The continuing decline of population in our rural counties and communities has brought two problems to light for small towns. To keep growing, they must attract interest in their communities to add new business. Equally important, they need to be able to maintain and keep the small businesses they now have from closing.

How can these communities help transition existing businesses to new owners, thus maintaining the businesses they have instead of just watching them close their doors? Economic developers and community leaders across the state continually confront this challenge to keep these communities alive.

Last year, REAP Panhandle Business Specialist Jerry Terwilliger had the opportunity to work on a project in the small town of Lewellen, Nebraska, home to a small auto and truck repair shop that also supplies fuel, tire sales, and repair along with other farm and ranch supplies. The business was “Martie’s” – owned and operated by Martie Beam.

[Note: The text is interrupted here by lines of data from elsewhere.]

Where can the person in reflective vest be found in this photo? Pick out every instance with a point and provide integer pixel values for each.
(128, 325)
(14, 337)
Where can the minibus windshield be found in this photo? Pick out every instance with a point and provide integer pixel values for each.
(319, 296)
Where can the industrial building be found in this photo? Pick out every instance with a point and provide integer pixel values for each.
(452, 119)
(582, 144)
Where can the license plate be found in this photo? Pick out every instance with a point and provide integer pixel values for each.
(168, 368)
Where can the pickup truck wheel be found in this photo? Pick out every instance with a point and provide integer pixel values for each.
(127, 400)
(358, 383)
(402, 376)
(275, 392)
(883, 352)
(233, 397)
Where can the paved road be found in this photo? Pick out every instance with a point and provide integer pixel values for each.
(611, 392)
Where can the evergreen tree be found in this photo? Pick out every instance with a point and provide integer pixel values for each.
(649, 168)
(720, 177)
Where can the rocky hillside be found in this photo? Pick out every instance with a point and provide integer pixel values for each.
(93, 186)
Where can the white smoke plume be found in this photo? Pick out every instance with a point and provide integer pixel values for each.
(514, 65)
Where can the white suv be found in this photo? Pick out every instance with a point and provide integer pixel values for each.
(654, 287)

Martie opened the business in 1988. In 1998, he employed his long-time friend Don Pell as a mechanic to help in the business. A couple of years after Don was employed, Martie started talking with Don about a future business transition from Martie to Don, as Martie was thinking about stepping out of the business and pursuing other interests. Martie’s plan was to transition the business over to Don within the next 5 to 10 years.

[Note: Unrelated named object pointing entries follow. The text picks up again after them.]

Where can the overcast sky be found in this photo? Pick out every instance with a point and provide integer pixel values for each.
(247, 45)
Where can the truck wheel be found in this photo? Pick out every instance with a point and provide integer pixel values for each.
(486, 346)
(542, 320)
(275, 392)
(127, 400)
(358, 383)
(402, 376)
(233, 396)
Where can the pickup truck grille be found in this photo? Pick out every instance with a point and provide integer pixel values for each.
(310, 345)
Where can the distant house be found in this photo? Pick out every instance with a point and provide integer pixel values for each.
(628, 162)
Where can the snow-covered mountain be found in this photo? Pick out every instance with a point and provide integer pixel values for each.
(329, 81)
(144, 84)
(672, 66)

In 2005 Don approached Clarence (Jack) Beard, President of the First National Bank in Lewellen, about putting together a financial package to purchase the business. Jack was aware of both the REAP program through the Center for Rural Affairs and the EDGE program through the University of Nebraska that assist with education and technical assistance for small business owners.

Both Jack and Don agreed that it would be good for Don and his wife Kelle to take the EDGE class being sponsored locally. Jack then contacted REAP to help develop the business plan and assist with putting together a financial package that would include some bank financing. The Pells completed the EDGE program, and, with the assistance from REAP, completed a business plan.

Jerry Terwilliger was able to take the completed plan to the Panhandle Area Development District’s Economic Development (PADD) loan committee for approval of financial assistance through its loan fund. Along with participation from the First National Bank in Lewellen and Martie Beam, a financial package was approved, and the business was transitioned from the owner to an employee.

Don and Kelle Pell took over ownership and operation of their new business in May and are reporting that business is going very well.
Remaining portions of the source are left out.